Un recul modeste du chômage porté par la hausse de l'emploi en juin
Selon les derniers chiffres publiés par Statistique Canada, l'économie canadienne a créé 18 000 emplois en juin, ce qui a fait baisser le taux de chômage de 0,1 point pour s'établir à 6,5 %. À première vue, il s'agit d'un signe positif : après un mois de mai marqué par un rebond de 88 000 emplois, le marché du travail confirme une dynamique de création d'emplois, même si celle-ci reste modeste.
Qui bénéficie des créations d'emploi ?
Les gains d'emploi en juin ont été concentrés chez les plus jeunes : les 15-24 ans enregistrent un gain de 33 000 emplois. Le groupe des 25-54 ans enregistre des gains équivalents, selon l'agence fédérale. En revanche, les personnes de plus de 55 ans ont subi une contraction importante, avec une perte de 47 000 emplois, qui vient atténuer les avancées globales.
Des secteurs en lumière — progrès pour le temps partiel, alerte dans la manufacture
La progression de l'emploi en juin a été particulièrement portée par l'emploi à temps partiel, avec des gains concentrés dans le commerce de gros et de détail ainsi que dans la restauration et l'hébergement.
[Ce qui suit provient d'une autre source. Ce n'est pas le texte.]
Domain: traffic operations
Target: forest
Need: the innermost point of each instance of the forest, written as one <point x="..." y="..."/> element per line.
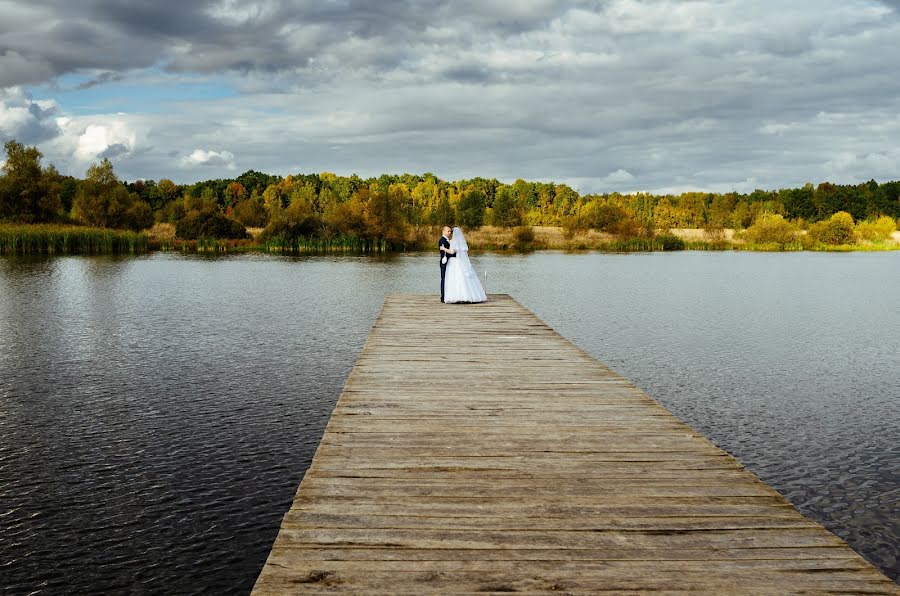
<point x="401" y="211"/>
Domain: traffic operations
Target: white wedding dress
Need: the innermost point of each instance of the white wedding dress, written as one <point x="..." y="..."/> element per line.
<point x="461" y="283"/>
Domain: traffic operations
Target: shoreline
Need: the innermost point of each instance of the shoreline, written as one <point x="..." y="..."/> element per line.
<point x="49" y="239"/>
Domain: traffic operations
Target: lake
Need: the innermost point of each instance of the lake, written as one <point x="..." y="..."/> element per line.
<point x="158" y="412"/>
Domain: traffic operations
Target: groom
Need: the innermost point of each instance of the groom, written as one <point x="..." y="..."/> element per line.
<point x="446" y="254"/>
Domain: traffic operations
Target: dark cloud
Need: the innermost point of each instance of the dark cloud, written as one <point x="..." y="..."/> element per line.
<point x="606" y="94"/>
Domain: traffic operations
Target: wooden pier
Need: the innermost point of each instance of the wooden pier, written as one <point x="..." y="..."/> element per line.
<point x="475" y="450"/>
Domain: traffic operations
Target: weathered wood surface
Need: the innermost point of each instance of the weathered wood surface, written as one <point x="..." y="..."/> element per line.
<point x="475" y="450"/>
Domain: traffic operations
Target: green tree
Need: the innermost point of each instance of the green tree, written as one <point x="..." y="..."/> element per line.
<point x="28" y="193"/>
<point x="772" y="229"/>
<point x="506" y="212"/>
<point x="470" y="210"/>
<point x="838" y="229"/>
<point x="104" y="201"/>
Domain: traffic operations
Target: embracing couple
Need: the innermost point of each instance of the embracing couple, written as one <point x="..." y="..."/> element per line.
<point x="459" y="282"/>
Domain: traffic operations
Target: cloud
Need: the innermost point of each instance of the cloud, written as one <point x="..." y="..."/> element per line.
<point x="24" y="119"/>
<point x="200" y="157"/>
<point x="604" y="94"/>
<point x="98" y="141"/>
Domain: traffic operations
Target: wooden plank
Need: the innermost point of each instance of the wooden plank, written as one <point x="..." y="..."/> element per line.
<point x="475" y="450"/>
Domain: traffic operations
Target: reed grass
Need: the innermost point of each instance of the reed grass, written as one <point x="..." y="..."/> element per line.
<point x="24" y="239"/>
<point x="345" y="244"/>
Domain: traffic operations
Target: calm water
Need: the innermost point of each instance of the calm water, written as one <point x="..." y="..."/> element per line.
<point x="157" y="413"/>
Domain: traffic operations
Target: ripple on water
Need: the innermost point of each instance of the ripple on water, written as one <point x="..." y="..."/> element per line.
<point x="158" y="412"/>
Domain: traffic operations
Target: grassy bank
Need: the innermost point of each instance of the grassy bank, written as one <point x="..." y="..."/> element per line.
<point x="68" y="240"/>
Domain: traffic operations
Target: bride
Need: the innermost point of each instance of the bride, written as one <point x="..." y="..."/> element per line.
<point x="461" y="283"/>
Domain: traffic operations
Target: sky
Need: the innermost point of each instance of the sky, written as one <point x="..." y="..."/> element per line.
<point x="603" y="95"/>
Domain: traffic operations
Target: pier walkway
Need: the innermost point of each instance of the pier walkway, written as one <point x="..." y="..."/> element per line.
<point x="475" y="450"/>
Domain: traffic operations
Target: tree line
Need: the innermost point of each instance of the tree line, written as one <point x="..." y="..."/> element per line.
<point x="397" y="209"/>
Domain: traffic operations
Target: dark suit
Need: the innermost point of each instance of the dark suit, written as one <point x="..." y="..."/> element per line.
<point x="446" y="244"/>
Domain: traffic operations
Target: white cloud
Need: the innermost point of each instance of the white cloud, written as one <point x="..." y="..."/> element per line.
<point x="200" y="157"/>
<point x="25" y="119"/>
<point x="113" y="139"/>
<point x="620" y="176"/>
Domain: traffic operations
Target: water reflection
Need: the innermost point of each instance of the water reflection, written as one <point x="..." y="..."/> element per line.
<point x="158" y="412"/>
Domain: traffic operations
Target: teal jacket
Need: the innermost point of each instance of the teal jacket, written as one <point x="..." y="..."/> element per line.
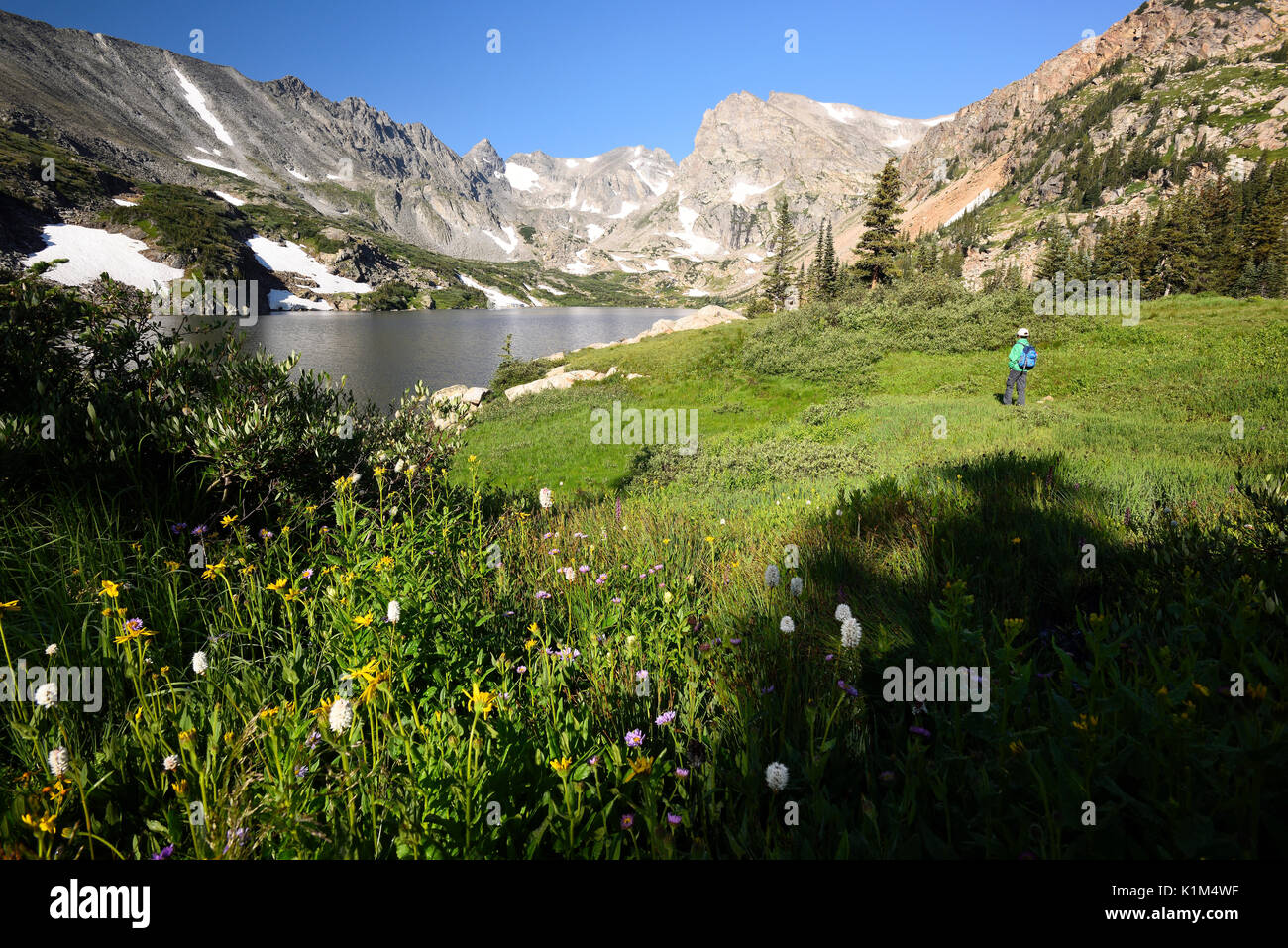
<point x="1013" y="360"/>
À l'inverse, le secteur manufacturier a enregistré une des plus fortes baisses depuis janvier 2025, avec une perte de 17 000 postes. Statistique Canada évoque l'impact continu des droits de douane américains sur l'industrie canadienne.
- Créations nettes en juin : 18 000 emplois
- Taux de chômage : 6,5 % (baisse de 0,1 point)
- Gains par âge : +33 000 pour 15-24 ans ; gains équivalents pour 25-54 ans ; -47 000 pour 55+
- Perte manufacturière : -17 000 postes
Contexte macroéconomique et conséquences pour la politique monétaire
Le rapport rappelle que l'inflation était de 1,9 % en juin. Dans ce contexte, la Banque du Canada doit annoncer, mercredi prochain, sa décision sur le taux directeur. Pour les entreprises et les ménages, la combinaison d'une inflation modérée et d'un marché du travail qui repart mais reste contrasté pose une question centrale : la reprise des emplois est-elle suffisante pour justifier un resserrement monétaire ou faut-il privilégier la stabilité afin de consolider les gains d'emploi ?
| Indicateur | Valeur (juin) |
|---|---|
| Taux de chômage | 6,5 % |
| Emplois créés | 18 000 |
| Gains 15-24 ans | +33 000 |
| Pertes 55+ | -47 000 |
| Fabrication | -17 000 |
| Inflation | 1,9 % |
Ce que cela change pour les travailleurs et les employeurs
Pour les salariés jeunes et les employeurs des secteurs de la vente et de l'hôtellerie-restauration, la reprise d'emplois peut se traduire par une plus grande disponibilité de main-d'œuvre et, potentiellement, une amélioration des conditions de recrutement. Mais la perte nette chez les 55 ans interroge sur la capacité du marché du travail à maintenir l'emploi des travailleurs expérimentés, un enjeu pour les régimes de retraite, la transmission de compétences et la productivité des entreprises.
Enfin, la faiblesse persistante dans la manufacture, accentuée par des tensions commerciales internationales, impose aux décideurs publics et aux entreprises de repenser la chaîne d'approvisionnement et la compétitivité afin d'éviter une érosion durable des capacités industrielles.
Le prochain rendez-vous de la Banque du Canada sera suivi de près : il pourra influencer le coût du crédit pour les ménages et l'investissement des entreprises, et donc la trajectoire de l'emploi pour les mois à venir.